Validation

On this page

Bad data in a pipeline is worse than no data. A wrong number in a dashboard erodes trust. A null email sent to a CRM causes an API error. A sudden row count drop means something broke upstream. OndatraSQL catches these problems at three different stages, each designed for a different class of issue.

Why three stages

You might wonder why one validation step isn’t enough. The reason is timing. Some problems are visible before data is written (a null email is never valid), some are only visible after (the total row count dropped by 80%), and some you want to know about but not block on (the average price dipped below your threshold).

Each stage runs at a different point in the pipeline and has different failure behavior:

Constraints run before insert. If a row is bad, nothing is written.
Audits run inside the transaction, after insert. If the result is bad, everything rolls back.
Warnings run after commit. They log but don’t block.

All three use the same macro syntax. Only the prefix changes:

-- @constraint: not_null(email)
-- @audit: row_count(>, 0)
-- @warning: mean(price, >=, 1)

Constraints: catching bad rows

Constraints validate individual rows before data enters your target table. If any row fails, the model stops and nothing is written. Your target table is never touched.

-- @constraint: not_null(email)
-- @constraint: compare(total, >=, 0)

This is your first line of defense. It catches data quality issues at the source — before they propagate to downstream models or get pushed to external APIs via @sink. If you’re doing outbound sync, constraints are especially important: they prevent invalid data from ever reaching HubSpot, Salesforce, or wherever your data goes.

See the Constraints reference for the full macro list.

Audits: catching bad results

Some problems aren’t visible at the row level. The row count dropped to zero. The data is three days stale. The total revenue doesn’t match the source. These are dataset-level regressions that only become apparent after the data is written.

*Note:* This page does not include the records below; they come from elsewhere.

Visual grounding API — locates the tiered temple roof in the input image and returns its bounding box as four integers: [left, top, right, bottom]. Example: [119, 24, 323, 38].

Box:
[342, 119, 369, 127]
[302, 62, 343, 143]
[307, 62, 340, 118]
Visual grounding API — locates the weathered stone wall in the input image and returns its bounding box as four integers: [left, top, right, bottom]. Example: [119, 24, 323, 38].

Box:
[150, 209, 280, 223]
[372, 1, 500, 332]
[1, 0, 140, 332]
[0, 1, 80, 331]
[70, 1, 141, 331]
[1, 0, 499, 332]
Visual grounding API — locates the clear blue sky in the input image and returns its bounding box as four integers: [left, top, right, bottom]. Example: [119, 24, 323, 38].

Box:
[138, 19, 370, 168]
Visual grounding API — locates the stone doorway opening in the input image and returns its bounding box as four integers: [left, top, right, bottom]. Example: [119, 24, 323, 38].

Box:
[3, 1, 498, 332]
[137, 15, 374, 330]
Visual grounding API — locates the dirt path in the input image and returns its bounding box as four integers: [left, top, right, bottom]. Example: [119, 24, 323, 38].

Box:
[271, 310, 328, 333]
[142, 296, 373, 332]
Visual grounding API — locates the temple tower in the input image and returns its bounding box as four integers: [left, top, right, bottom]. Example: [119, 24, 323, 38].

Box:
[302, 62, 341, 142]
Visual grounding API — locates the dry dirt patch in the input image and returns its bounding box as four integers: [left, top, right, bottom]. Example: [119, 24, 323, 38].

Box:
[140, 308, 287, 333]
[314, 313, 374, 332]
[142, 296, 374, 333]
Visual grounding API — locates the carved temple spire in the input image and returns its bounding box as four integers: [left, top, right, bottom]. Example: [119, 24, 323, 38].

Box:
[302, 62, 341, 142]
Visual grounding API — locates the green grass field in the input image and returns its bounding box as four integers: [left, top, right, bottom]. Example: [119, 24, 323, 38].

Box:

-- @audit: row_count(>, 0)
-- @audit: freshness(updated_at, 24h)

Here’s what makes audits powerful: they run inside the same transaction as the data write. If an audit fails, the entire transaction aborts — schema changes, data, commit metadata, everything rolls back. No DuckLake snapshot is created. Your table stays exactly as it was before the run.

This means you can’t end up with committed bad data. The audit is your last chance to catch a problem before it becomes permanent.

See the Audits reference for the full macro list.

Warnings: monitoring without blocking

Sometimes you want to know about something without stopping the pipeline. The average order value dipped. The null rate in a column crept up. The row count changed more than 20%.

-- @warning: mean(price, >=, 1)
-- @warning: null_percent(email, 5)

Warnings run after the data is committed. They show up in your CLI output and --json metadata. They’re for monitoring — the pipeline equivalent of a Grafana alert.

A common workflow is to start with warnings, observe the behavior over a few runs, tune the thresholds, and then promote to constraints or audits when you’re confident in the threshold.

Custom macros

All validation macros are defined in config/macros/ as DuckDB macros. You can edit the defaults or add your own. The naming convention is ondatra_{type}_{name}:

-- config/macros/audits.sql
CREATE OR REPLACE MACRO ondatra_audit_balanced_ledger(t) AS TABLE
  SELECT 'balances do not reconcile'
  WHERE (SELECT SUM(debit) FROM query(printf('SELECT * FROM %s', t)))
     != (SELECT SUM(credit) FROM query(printf('SELECT * FROM %s', t)));

Then use it in any model:

-- @audit: balanced_ledger

The full macro lists are in the reference: Constraints, Audits, Warnings.